Coniugi picchiati a sangue e sequestrati: arrestati 2 ucraini

Violento pestaggio in un appartamento

I due sono stati legati e aggrediti a casa dei due stranieri ad Eboli

Hanno pestato a sangue una coppia in un appartamento ad Eboli. E' l'accusa contestata a due ucraini, ritenuti responsabili di rapina , sequestro di persona e lesioni gravi in concorso con altre tre persone: due allo stato irreperibili, l'altra in via di identificazione. A carico dei cittadini stranieri un'ordinanza di custodia cautelare in carcere e ai domiciliari, emessa dal gip del tribunale di Salerno ed eseguita dai carabinieri.

In particolare avrebbero aggredito i coniugi, originari di Torre Annunziata, che in quel momento si trovavano proprio presso l’abitazione degli ucraini, e, al pari degli altri, si sarebbero impossessati della somma di 53mila euro che i malcapitati avevano, nonché di telefoni ed altri oggetti personali.

La coppia aveva riportato gravi politraumi in tutto il corpo, con fratture multiple. Il marito, dopo essere stato picchiato, sarebbe stato legato a una sedia con una cinghia stretta al collo. Successivamente avrebbero intrappolato anche la moglie, bloccandole mani e piedi.

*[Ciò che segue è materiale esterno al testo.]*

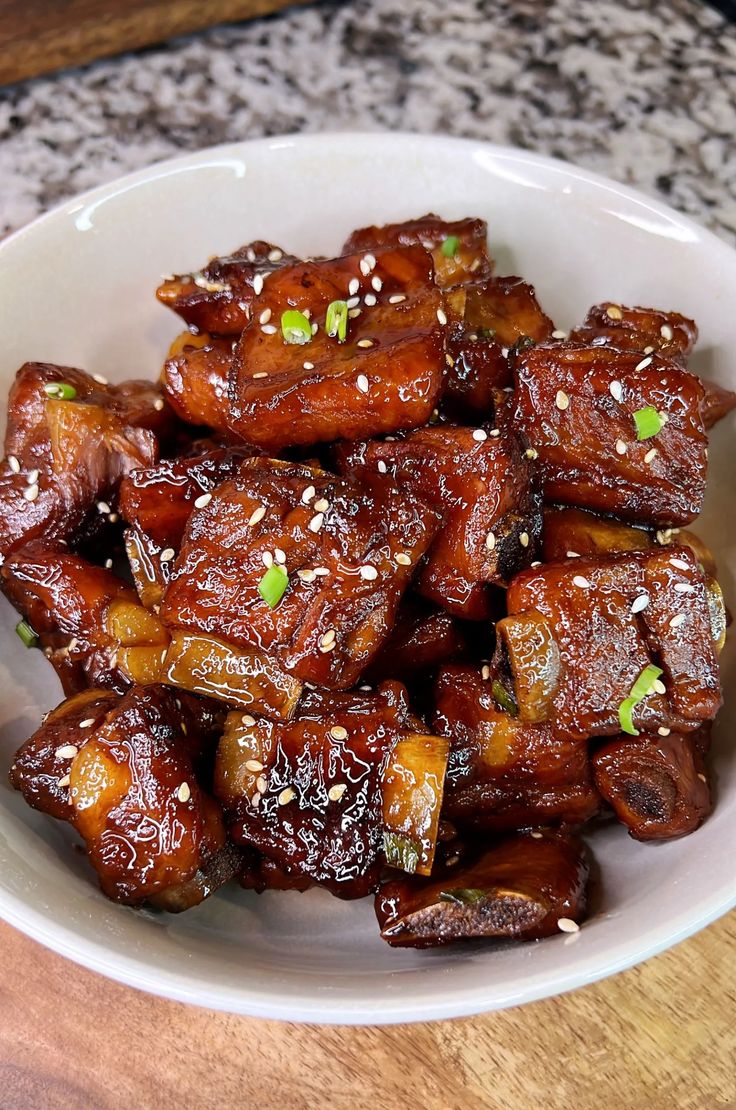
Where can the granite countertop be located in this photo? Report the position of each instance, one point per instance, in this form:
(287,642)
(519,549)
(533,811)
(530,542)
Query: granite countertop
(645,93)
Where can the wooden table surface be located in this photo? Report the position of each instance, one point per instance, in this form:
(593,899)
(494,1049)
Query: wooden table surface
(659,1037)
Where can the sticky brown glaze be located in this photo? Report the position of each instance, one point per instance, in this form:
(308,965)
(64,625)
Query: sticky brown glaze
(147,824)
(321,796)
(89,623)
(386,374)
(470,261)
(41,766)
(518,889)
(566,409)
(574,648)
(64,458)
(504,774)
(349,552)
(483,485)
(219,296)
(656,785)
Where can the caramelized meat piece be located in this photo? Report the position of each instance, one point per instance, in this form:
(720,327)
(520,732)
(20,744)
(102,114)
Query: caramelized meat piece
(583,410)
(147,824)
(503,773)
(656,784)
(219,296)
(89,623)
(325,795)
(70,439)
(384,375)
(348,555)
(460,248)
(521,889)
(582,632)
(482,484)
(41,766)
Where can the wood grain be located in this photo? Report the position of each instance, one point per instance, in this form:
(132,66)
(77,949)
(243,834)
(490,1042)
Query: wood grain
(38,36)
(659,1037)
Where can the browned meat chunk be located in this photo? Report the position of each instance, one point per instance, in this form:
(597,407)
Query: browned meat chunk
(524,888)
(614,432)
(295,384)
(219,296)
(333,793)
(348,554)
(460,248)
(581,635)
(483,485)
(656,783)
(503,773)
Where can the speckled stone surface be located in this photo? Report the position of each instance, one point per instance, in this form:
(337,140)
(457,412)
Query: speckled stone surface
(642,91)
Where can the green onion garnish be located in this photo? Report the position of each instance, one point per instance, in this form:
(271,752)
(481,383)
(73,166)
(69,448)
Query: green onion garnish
(27,634)
(60,391)
(295,328)
(642,688)
(336,320)
(648,422)
(273,585)
(401,851)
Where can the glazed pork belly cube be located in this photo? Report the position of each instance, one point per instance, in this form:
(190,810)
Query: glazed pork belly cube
(219,296)
(300,565)
(592,646)
(332,795)
(70,439)
(504,773)
(482,484)
(656,783)
(381,370)
(615,432)
(157,503)
(523,888)
(90,624)
(459,248)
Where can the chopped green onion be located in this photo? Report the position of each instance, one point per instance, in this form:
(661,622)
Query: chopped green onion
(27,634)
(60,391)
(463,896)
(336,320)
(295,328)
(642,688)
(273,585)
(401,851)
(504,698)
(648,422)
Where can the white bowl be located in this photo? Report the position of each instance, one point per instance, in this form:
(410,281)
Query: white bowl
(78,289)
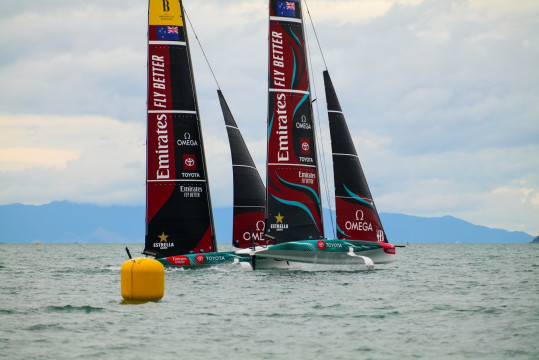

L’attività investigativa, condotta dai carabinieri del Nucleo Operativo della Compagnia di Eboli, avrebbe consentito la raccolta di numerosi elementi  a carico degli indagati e l'adozione dei provvedimenti, così come chiesto dalla Procura. Un importante contributo è arrivato dall’ottima qualità del sistema di video-sorveglianza comunale, dal quale i militari hanno estrapolato le immagini relative ad alcune delle fasi salienti dell'episodio.

Le indagini puntano ora a rintracciare i complici e ad appurare le circostanze che hanno portato la coppia a recarsi presso l’abitazione degli ucraini con una consistente somma di denaro in contante.  

S.B.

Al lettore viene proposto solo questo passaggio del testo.